The room went silent except for the restless wind.
“If you can’t decide,” Faroe said finally, “go north and stay there. St. Kilda will do precisely what you hired us for-get your son back. Just be damned sure not to ask how we do it.”
26
ENSENADA
SUNDAY, 4:10 P.M.
“GRACE,” FAROE SAID IN a low voice. “Smile at me, come nibble on my neck, and in general give me a visible excuse to get the hell off this balcony.”
The tone of his voice as much as his words told Grace that something was very wrong.
How can he tell me to set Ted up so that Lane goes free, and in the next breath tell me to be a seductive actress?
Because there’s no other choice, that’s how.
Grace moved stiffly to Faroe, bent over, sank her teeth into his collar, and tugged. She’d rather have gone for his jugular, but she knew better.
He put down the binoculars, looked at her, and smiled. His eyes were cold. “New workmen arrived. They aren’t sloppy. They look up.”
“If you had a tie, I’d pull you into the room by it.” And strangle you.
“Squeeze my butt. Same effect and it will send a message.” His smile changed, more real, and his eyes weren’t like stone. “Yeah, I know you’re wishing for claws you could sink into me.”
She reached around him, smoothed her hand over a hard butt cheek, and sank in. “Note to self. Grow claws.”

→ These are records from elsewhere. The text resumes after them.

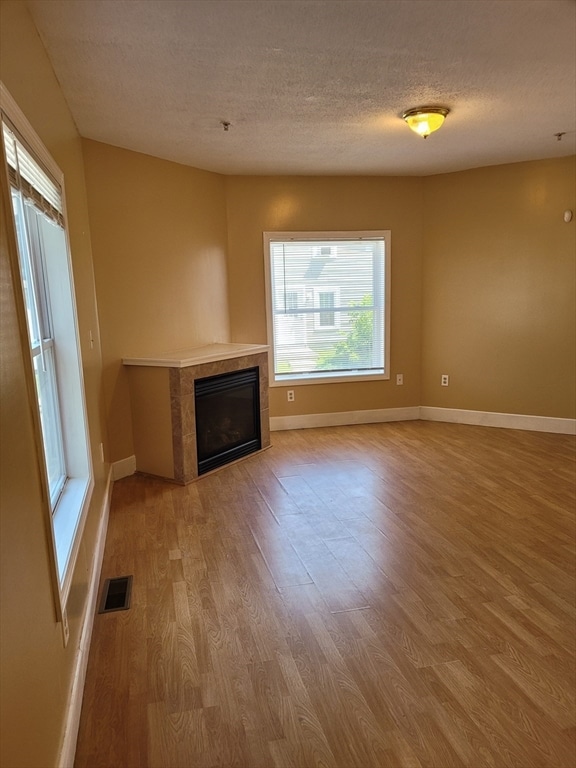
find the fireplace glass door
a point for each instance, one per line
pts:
(227, 418)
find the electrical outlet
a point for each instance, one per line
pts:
(65, 628)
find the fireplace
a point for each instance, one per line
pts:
(196, 410)
(227, 418)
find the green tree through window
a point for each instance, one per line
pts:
(355, 349)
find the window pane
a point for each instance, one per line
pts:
(328, 306)
(50, 420)
(26, 269)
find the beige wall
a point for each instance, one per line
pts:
(257, 204)
(159, 241)
(36, 669)
(498, 309)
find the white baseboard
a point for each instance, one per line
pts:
(342, 418)
(68, 749)
(425, 413)
(505, 420)
(124, 468)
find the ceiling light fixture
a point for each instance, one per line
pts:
(425, 120)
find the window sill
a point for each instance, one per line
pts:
(68, 522)
(286, 379)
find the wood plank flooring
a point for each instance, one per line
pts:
(375, 596)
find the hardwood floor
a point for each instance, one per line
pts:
(355, 597)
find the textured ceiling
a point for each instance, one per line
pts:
(318, 86)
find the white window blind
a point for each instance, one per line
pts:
(26, 175)
(334, 324)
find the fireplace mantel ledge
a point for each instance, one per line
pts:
(209, 353)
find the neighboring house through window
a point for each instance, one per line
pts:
(328, 305)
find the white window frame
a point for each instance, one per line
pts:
(66, 522)
(326, 377)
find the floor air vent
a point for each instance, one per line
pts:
(116, 594)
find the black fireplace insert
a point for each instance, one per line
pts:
(227, 418)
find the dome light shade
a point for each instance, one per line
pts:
(425, 120)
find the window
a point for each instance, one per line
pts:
(338, 317)
(326, 301)
(49, 307)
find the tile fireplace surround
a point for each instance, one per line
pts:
(163, 406)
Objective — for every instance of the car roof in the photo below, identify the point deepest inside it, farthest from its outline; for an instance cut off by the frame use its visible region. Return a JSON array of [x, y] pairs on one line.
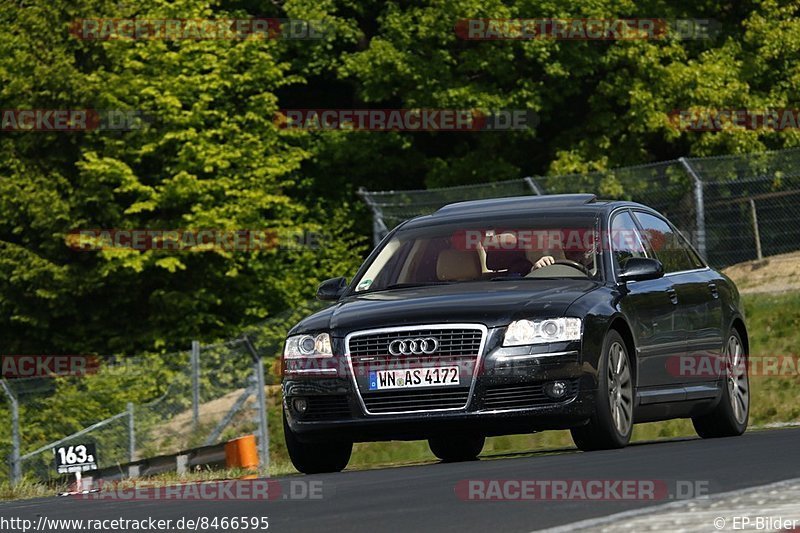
[[555, 204]]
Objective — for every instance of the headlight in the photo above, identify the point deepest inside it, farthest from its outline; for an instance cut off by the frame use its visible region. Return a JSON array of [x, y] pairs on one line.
[[524, 332], [301, 346]]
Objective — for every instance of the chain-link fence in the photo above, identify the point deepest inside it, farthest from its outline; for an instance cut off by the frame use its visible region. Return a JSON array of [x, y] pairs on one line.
[[733, 208], [139, 407]]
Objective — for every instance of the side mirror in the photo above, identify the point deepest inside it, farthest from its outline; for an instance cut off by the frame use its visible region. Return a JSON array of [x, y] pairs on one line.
[[331, 289], [640, 269]]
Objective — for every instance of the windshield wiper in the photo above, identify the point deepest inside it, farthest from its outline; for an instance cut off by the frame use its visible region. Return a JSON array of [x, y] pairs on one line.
[[404, 286], [417, 284], [511, 278]]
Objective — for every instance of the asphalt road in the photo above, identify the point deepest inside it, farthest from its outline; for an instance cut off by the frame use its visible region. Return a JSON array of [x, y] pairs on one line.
[[423, 498]]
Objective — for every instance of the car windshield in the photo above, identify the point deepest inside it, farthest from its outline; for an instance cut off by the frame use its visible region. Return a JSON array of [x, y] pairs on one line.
[[536, 246]]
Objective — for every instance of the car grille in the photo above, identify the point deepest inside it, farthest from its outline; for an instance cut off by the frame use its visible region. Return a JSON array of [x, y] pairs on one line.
[[452, 342], [522, 396], [327, 408], [457, 346], [416, 400]]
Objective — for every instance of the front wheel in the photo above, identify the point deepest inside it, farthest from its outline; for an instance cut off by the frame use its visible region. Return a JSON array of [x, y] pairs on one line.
[[612, 422], [729, 418], [316, 458], [457, 448]]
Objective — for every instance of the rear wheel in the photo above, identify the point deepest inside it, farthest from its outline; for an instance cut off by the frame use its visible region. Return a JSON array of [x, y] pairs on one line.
[[612, 422], [316, 458], [457, 448], [729, 418]]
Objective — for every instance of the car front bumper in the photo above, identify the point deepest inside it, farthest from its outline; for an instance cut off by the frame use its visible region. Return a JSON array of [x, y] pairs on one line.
[[507, 397]]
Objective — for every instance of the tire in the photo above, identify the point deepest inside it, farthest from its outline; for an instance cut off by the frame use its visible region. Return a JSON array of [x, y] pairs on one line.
[[457, 448], [611, 424], [729, 418], [316, 458]]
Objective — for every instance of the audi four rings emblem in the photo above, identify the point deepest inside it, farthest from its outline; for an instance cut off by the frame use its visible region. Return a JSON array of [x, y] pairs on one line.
[[418, 346]]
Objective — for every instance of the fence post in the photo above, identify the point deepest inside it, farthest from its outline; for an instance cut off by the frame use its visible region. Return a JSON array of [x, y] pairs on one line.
[[699, 204], [131, 434], [533, 185], [195, 362], [16, 466], [759, 255], [262, 405], [379, 228]]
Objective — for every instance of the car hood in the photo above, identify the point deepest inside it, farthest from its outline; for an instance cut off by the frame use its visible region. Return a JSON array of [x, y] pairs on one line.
[[490, 303]]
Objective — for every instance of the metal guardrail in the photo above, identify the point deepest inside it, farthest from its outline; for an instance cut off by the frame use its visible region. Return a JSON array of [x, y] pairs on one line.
[[181, 462]]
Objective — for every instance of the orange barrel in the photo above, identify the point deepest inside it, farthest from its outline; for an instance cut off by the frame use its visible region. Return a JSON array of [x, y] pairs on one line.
[[241, 452]]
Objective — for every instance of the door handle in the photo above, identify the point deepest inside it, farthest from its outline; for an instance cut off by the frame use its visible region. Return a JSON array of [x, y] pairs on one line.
[[714, 291], [673, 296]]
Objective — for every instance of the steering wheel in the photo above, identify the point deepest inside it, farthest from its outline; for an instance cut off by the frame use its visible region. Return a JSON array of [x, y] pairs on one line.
[[573, 264]]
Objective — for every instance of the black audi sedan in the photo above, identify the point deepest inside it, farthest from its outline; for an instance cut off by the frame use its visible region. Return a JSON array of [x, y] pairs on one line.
[[517, 315]]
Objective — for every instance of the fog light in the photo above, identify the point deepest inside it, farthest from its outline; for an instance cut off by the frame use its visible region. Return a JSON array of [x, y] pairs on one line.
[[300, 405], [556, 389]]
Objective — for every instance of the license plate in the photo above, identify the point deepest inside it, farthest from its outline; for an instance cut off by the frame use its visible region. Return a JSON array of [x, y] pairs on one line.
[[414, 378]]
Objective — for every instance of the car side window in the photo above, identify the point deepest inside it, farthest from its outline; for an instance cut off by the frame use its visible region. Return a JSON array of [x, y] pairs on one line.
[[668, 245], [625, 239]]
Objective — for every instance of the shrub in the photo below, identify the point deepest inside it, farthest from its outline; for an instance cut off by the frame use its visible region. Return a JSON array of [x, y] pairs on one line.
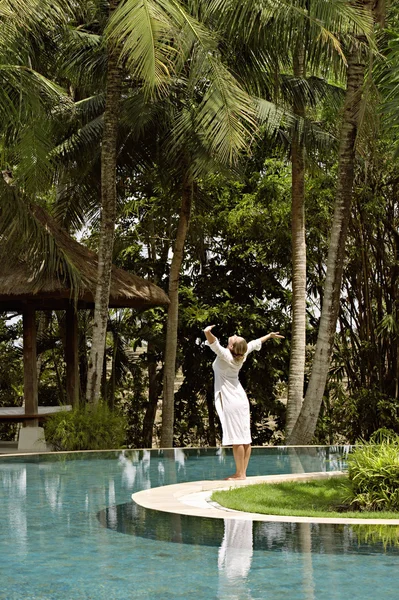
[[86, 427], [374, 475]]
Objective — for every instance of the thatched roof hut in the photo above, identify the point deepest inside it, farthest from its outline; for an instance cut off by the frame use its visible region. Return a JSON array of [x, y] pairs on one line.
[[24, 282], [35, 283]]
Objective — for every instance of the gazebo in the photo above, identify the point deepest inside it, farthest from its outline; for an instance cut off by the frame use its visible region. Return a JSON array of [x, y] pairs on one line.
[[25, 289]]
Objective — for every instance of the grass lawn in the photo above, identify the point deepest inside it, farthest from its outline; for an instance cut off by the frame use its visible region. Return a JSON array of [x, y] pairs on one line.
[[317, 498]]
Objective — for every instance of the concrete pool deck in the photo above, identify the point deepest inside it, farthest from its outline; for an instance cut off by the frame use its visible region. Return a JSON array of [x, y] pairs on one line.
[[194, 498]]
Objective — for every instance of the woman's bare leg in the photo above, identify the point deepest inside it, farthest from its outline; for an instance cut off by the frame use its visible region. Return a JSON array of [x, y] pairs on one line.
[[247, 455], [239, 459]]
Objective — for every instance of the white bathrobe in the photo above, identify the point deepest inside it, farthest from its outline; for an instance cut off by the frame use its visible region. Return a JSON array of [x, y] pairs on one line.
[[230, 398]]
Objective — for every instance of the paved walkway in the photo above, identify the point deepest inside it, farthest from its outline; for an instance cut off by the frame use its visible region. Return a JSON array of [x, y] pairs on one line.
[[194, 498]]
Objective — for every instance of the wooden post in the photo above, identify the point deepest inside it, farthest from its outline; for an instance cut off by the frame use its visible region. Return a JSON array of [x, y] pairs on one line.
[[30, 366], [72, 356]]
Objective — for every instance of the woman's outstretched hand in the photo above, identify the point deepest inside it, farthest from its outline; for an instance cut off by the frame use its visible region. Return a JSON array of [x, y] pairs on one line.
[[209, 335], [276, 334]]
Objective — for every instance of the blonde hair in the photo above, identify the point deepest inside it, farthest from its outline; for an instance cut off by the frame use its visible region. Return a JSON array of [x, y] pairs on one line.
[[240, 347]]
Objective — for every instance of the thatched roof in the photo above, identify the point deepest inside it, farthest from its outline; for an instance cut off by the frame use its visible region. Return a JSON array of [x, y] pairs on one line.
[[22, 283]]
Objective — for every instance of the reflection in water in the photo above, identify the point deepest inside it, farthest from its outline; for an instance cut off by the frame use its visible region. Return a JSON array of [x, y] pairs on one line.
[[234, 561], [305, 537], [52, 508]]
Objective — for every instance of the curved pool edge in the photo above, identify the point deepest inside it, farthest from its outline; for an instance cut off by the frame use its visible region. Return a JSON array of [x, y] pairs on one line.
[[194, 499]]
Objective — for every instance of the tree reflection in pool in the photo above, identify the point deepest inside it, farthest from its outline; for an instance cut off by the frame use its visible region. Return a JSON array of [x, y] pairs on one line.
[[69, 530]]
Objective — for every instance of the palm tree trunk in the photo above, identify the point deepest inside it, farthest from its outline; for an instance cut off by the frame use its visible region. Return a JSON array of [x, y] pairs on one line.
[[153, 395], [108, 217], [306, 423], [298, 335], [173, 313]]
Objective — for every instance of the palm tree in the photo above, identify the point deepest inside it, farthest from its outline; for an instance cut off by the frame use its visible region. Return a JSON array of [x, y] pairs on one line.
[[357, 60]]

Smiling, Faroe used his body to crowd her inside.
“Close the curtains,” he said. “Make it look like a perfume ad.”
“You’re enjoying this.”
“Only part of it, amada.”
She was smart enough not to ask which part. Plastering what she hoped looked like a lusty smile on her face, she grabbed the billowing curtains and closed them like a stripper playing with a G-string.
As soon as Faroe was out of sight behind the drapes, he went to the window beside the balcony and parted the cloth just enough to give him a narrow slit. Slowly he lifted the glasses and watched.
Weary and edgy at the same time, Grace sank down on the bed. Three minutes clicked past on the digital clock on the table beside her while Faroe watched the four men from his blind. Then he lowered the glasses, stepped back, and grabbed a notepad from the drawer in the bedside table. He tweaked the curtain again, saw that the men were all in their vehicles, and eased back out onto the balcony with the binoculars.
Grace followed like a weary, wary shadow.
Two vehicles left the alley and turned onto the waterfront street. After they disappeared Faroe scribbled down notes. Then he turned to study the restaurant entrance. The flagstones were all in place again. There was nothing to show the landscaping had ever been disturbed.
Faroe lowered the glasses and stared out at the rolling, wind-whipped ocean beyond the breakwater. Finally he turned back to Grace.
“Where were we?” he said. “Oh yeah, we were weighing choices and moral implications. Nasty business, but necessary in this line of work. Now we’ve got another choice to consider.”
“We do?”
“Yeah.”
She didn’t want to ask.
She didn’t have any choice.
“What is it?” she said.
“Which benefits Lane more-Hector alive or dead?”
“Are you talking about killing Hector?” she asked, shocked.
“Me? Not at this point. But those four dudes, the ones who were driving vehicles with Baja state government tags, likely they have murder on their minds.”
Grace just stared at Faroe.
“They left a calling card under the flagstone that’s the front doorstep of the Cancion restaurant,” Faroe said.
“A calling card? What do you mean?”
“An IED.”
“Translation,” she said impatiently.
“Improvised explosive device.”
“Like a pipe bomb?”
“That’s one kind. I can’t be sure without going over to take a closer look, but this one looks like a cellular telephone wired to a standard-issue claymore.”
“Claymore-isn’t that some kind of explosive left over from World War I?” she asked.
Faroe smiled slightly. “In the good old days before black powder, a claymore was a big, double-handed broadsword, perfectly designed for splitting a man from crown to crotch in a single stroke. But nowadays, a claymore is a bomb that would do the world a real favor if it went off within ten or fifteen meters of the Rivas family. So is Lane better off with Hector alive or dead?”